Merasa Muak Atas Kasus Korupsi dan Suap di Korea Utara, Banyak Warga yang Pukuli Polisi
- VIVA
Viva Bandung – Warga Korea Utara yang merasa tidak puas, mengecam praktik korupsi oleh polisi di negara itu secara terbuka. Dalam beberapa kasus, mereka bahkan memukuli petugas.
Menurut seorang pejabat pemerintah setempat, yang melihat dokumen rahasia yang merinci kasus tersebut.
“Belum lama ini, saya menemukan dokumen rahasia yang berisi informasi mengejutkan.

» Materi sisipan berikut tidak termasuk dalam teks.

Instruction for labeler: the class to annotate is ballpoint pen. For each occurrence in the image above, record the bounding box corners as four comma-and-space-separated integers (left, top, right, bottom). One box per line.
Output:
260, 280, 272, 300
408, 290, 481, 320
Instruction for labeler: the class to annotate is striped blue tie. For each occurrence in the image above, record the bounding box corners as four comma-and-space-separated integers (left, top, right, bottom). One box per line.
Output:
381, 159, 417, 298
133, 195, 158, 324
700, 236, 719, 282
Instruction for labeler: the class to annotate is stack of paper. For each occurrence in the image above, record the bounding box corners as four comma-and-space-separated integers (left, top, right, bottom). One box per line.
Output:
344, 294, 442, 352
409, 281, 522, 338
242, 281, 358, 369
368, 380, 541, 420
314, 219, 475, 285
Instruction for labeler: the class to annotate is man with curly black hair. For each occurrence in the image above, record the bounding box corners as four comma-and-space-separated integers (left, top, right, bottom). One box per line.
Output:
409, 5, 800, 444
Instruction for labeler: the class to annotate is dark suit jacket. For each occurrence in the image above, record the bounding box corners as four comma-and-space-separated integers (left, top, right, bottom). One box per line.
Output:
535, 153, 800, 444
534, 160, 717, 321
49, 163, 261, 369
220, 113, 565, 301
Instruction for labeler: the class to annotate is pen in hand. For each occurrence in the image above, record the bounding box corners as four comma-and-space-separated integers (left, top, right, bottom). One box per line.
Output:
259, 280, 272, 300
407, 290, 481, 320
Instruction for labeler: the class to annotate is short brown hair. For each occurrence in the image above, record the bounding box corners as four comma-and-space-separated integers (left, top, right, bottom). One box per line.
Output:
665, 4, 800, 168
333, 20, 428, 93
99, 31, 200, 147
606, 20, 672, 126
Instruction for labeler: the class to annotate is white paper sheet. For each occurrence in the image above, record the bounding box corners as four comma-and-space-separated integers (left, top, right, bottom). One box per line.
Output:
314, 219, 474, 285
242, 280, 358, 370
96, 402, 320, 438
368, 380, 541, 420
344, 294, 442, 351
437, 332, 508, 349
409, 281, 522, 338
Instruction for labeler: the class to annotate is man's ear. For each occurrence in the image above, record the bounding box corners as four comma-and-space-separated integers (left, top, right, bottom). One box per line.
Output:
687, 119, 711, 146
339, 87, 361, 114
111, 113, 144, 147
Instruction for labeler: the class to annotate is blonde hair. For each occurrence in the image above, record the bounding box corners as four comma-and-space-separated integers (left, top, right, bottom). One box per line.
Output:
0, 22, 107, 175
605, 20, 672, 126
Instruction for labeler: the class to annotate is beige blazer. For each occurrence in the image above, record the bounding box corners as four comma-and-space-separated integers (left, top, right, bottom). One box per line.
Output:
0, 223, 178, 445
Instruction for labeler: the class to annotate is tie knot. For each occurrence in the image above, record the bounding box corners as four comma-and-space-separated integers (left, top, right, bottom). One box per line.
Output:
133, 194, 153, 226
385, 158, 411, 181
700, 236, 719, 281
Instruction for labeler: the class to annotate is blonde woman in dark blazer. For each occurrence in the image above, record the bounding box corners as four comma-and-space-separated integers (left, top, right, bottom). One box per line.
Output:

Antara Juli dan Desember tahun lalu, puluhan insiden orang memprotes tirani polisi, atau bahkan membalas dendam dengan memukuli para polisi, telah terjadi di sini di provinsi Ryanggang,” kata seorang pejabat administrasi di provinsi utara kepada Radio Free Asia (RFA) secara anonim, dikutip Senin, 5 Juni 2023.
Rincian dari dokumen rahasia tersebut adalah tentang beberapa serangan kekerasan terhadap petugas polisi Korea UTara.
“Seorang penduduk dari daerah Paegam dan putranya memojokkan seorang petugas polisi di pinggir jalan dan dia menyebabkan memar parah di kepala petugas itu,” kata pejabat itu.
“Dikatakan sebagai balas dendam terhadap petugas yang menghina istrinya dengan memperlakukannya seperti penjahat di tempat kerjanya dengan memaksanya untuk mengaku bahwa dia bertanggung jawab atas kerugian yang terjadi di tempat kerjanya,” katanya.
Banyak orang mulai memandang polisi sebagai pengganggu. Penduduk lain di provinsi Ryanggang menjelaskan kepada RFA tanpa menyebut nama untuk berbicara dengan bebas.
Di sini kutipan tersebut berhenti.